Ainda não começámos a pensar
                                               We have yet to start thinking
 Cinema e pensamento | On cinema and thought                                                                              @ André Dias

Ao pé da letra #118 (António Guerreiro)

Sobre salário proletário e sobressalário burguês que se pode realizar em tempo ou em dinheiro

«Sursalaire é uma palavra francesa a que o filósofo Jean-Claude Milner deu o estatuto de conceito num pequeno livro de 1997 intitulado “Le salaire de l’idéal”. Experimentemos traduzi-la por ‘sobressalário’. Milner parte da seguinte verificação: os títulos de pertença à burguesia já não dependem da propriedade mas do nível de remunerações e do modo de vida que estas permitem. Mas para o burguês remunerado não é válida a análise marxista do salário do proletário. O salário proletário, do ponto de vista marxista, é sempre iníquo; o salário burguês, esse, é arbitrário. Depende de arbítrios políticos e da definição de poderes. Aquele que é considerado poderoso num determinado momento ganha um sobressalário e está sujeito a perdê-lo se perder o poder (quer porque o delapidou, quer porque houve uma alteração da distribuição de poderes na sociedade). Tem um sobressalário aquele que ganha à medida da sua sobrepotência.

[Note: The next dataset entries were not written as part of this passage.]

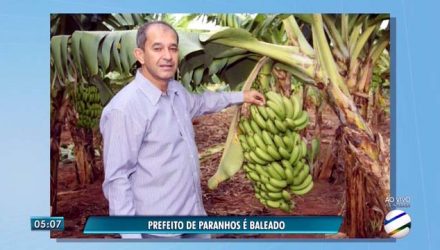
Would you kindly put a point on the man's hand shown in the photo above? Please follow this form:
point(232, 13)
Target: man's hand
point(254, 97)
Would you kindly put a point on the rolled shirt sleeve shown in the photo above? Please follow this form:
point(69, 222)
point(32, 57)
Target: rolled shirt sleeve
point(210, 102)
point(122, 140)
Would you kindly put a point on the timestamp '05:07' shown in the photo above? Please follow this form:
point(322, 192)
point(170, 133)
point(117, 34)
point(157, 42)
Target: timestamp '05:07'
point(49, 223)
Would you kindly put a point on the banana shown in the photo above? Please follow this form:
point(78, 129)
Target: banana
point(264, 179)
point(264, 195)
point(294, 156)
point(286, 195)
point(298, 167)
point(280, 125)
point(267, 139)
point(251, 166)
point(247, 127)
point(303, 148)
point(273, 96)
point(243, 142)
point(260, 170)
point(256, 159)
point(275, 196)
point(279, 169)
point(285, 207)
point(259, 141)
point(247, 156)
point(284, 153)
point(273, 204)
point(277, 108)
point(273, 152)
point(251, 142)
point(255, 127)
point(254, 176)
point(305, 183)
point(240, 125)
point(272, 188)
point(288, 106)
point(278, 141)
point(277, 183)
point(273, 173)
point(296, 106)
point(289, 175)
point(263, 112)
point(288, 142)
point(290, 123)
point(271, 114)
point(257, 117)
point(270, 126)
point(303, 191)
point(263, 155)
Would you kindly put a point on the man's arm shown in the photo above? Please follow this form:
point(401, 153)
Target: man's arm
point(210, 102)
point(122, 139)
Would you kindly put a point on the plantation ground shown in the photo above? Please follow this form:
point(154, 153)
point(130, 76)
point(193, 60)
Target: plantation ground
point(233, 197)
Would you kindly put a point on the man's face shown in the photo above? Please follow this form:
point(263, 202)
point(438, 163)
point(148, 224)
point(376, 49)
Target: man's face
point(159, 57)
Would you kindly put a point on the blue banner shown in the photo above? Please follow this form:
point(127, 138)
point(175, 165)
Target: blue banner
point(204, 224)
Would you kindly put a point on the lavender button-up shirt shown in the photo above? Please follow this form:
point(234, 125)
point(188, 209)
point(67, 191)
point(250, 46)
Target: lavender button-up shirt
point(150, 156)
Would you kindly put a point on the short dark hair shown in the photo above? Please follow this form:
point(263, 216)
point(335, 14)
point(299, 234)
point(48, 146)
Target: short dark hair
point(141, 37)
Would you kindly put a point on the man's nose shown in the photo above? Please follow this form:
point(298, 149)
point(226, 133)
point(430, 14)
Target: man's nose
point(167, 54)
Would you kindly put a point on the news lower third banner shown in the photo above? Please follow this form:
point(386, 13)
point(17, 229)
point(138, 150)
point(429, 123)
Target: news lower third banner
point(213, 225)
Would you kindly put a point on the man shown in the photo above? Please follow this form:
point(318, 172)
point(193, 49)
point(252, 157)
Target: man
point(150, 156)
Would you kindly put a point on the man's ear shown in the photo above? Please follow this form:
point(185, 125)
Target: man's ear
point(139, 55)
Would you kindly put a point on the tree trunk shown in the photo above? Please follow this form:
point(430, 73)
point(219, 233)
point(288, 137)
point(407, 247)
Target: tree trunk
point(367, 184)
point(84, 150)
point(59, 104)
point(367, 180)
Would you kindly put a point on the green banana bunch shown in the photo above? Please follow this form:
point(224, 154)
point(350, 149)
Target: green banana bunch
point(88, 105)
point(274, 152)
point(232, 158)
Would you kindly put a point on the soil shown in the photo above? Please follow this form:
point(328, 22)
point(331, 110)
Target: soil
point(233, 197)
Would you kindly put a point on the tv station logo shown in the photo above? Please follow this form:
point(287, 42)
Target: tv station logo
point(397, 224)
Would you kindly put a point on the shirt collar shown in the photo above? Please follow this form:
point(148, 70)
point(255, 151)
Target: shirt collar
point(152, 92)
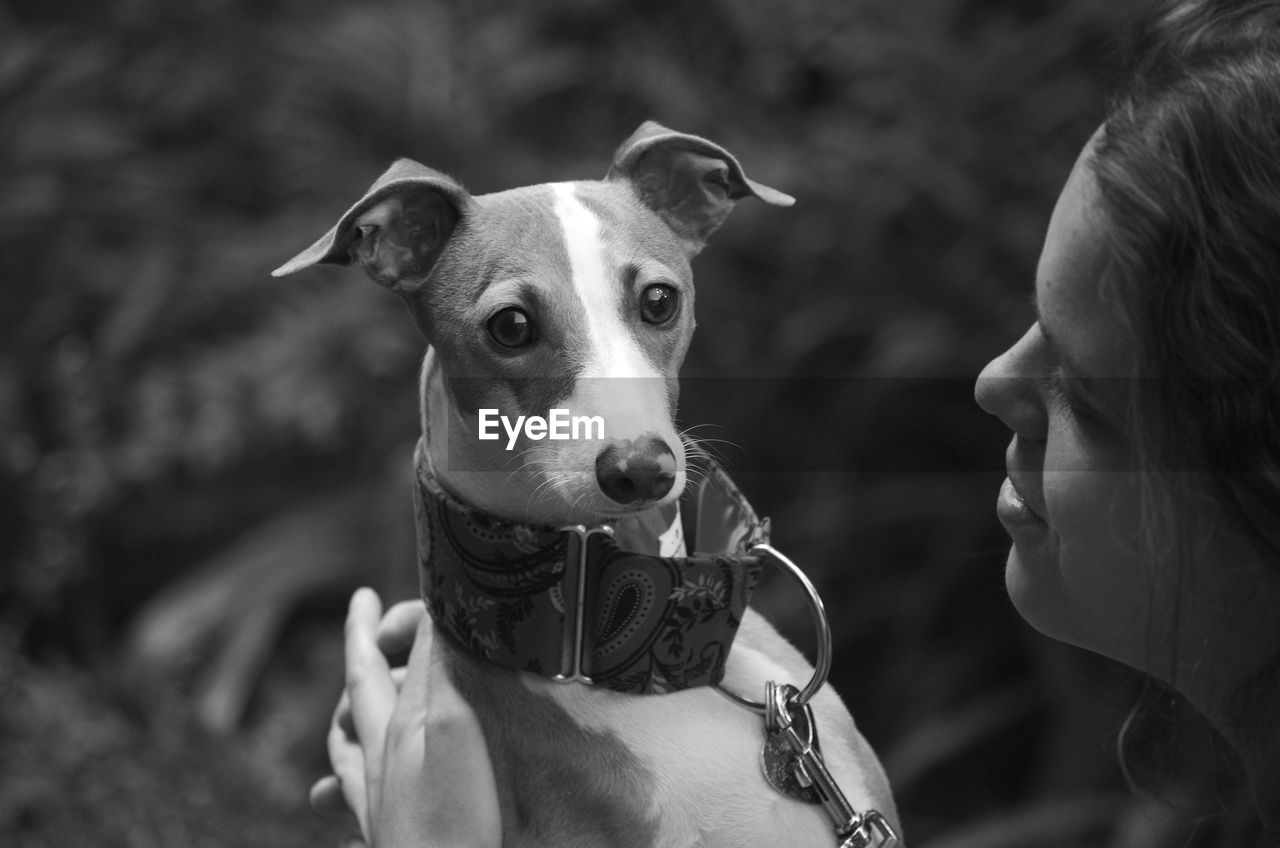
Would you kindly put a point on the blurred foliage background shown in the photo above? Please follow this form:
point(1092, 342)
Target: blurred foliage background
point(199, 464)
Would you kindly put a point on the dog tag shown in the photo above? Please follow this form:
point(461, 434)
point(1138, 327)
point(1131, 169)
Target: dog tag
point(792, 724)
point(778, 757)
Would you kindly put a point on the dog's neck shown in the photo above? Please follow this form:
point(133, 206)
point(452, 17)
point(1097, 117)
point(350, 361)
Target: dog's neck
point(492, 483)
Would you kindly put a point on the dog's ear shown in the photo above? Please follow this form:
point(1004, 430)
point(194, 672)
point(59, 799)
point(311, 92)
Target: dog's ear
point(396, 231)
point(690, 182)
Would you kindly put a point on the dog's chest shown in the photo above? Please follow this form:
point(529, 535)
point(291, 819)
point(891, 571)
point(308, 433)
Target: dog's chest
point(583, 766)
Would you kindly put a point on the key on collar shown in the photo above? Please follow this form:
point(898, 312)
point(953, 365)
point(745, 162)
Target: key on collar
point(792, 765)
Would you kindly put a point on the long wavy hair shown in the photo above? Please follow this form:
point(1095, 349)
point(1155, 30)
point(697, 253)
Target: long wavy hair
point(1188, 169)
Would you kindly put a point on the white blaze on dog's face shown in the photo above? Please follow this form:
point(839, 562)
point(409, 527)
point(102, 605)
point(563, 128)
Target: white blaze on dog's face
point(575, 297)
point(568, 299)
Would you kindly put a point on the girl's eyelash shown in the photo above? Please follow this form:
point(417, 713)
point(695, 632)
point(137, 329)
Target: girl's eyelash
point(1054, 384)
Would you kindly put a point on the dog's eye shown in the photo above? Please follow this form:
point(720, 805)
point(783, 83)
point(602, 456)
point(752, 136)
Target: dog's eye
point(658, 304)
point(511, 327)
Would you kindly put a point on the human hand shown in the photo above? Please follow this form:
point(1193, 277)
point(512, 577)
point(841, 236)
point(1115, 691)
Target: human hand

A proletarização de algumas classes profissionais (por exemplo, professores e jornalistas) mede-se não apenas pelo facto de terem perdido autonomia intelectual mas também porque o tempo de que dispõem para ganhar dinheiro é cada vez menor e o tempo de trabalho aproxima-se do correspondente ao salário proletário. Ora, a questão do tempo tem de ser equacionada quando falamos em salário e em sobressalário. Como mostra Milner, não há apenas uma burguesia do sobressalário, há também uma burguesia do sobretempo. A burguesia sobrerremunerada, ao contrário da antiga burguesia da propriedade, em geral não dispõe de tempo: é a realidade de muitos quadros das empresas. A burguesia que converte o salário em tempo — a burguesia do sobretempo —, pelo contrário, é désoeuvrée: não faz obra, ou a obra que faz não corresponde a um operare. Em suma: é a ‘parte maldita’ da economia produtiva.»

António Guerreiro, «Ao pé da letra», Expresso-Atual, Portugal, 27.11.2010.

[Problemas espirituais] (Giorgio Agamben)

Faulkner escreveu uma vez que o verdadeiro problema do nosso tempo é já não existirem problemas espirituais.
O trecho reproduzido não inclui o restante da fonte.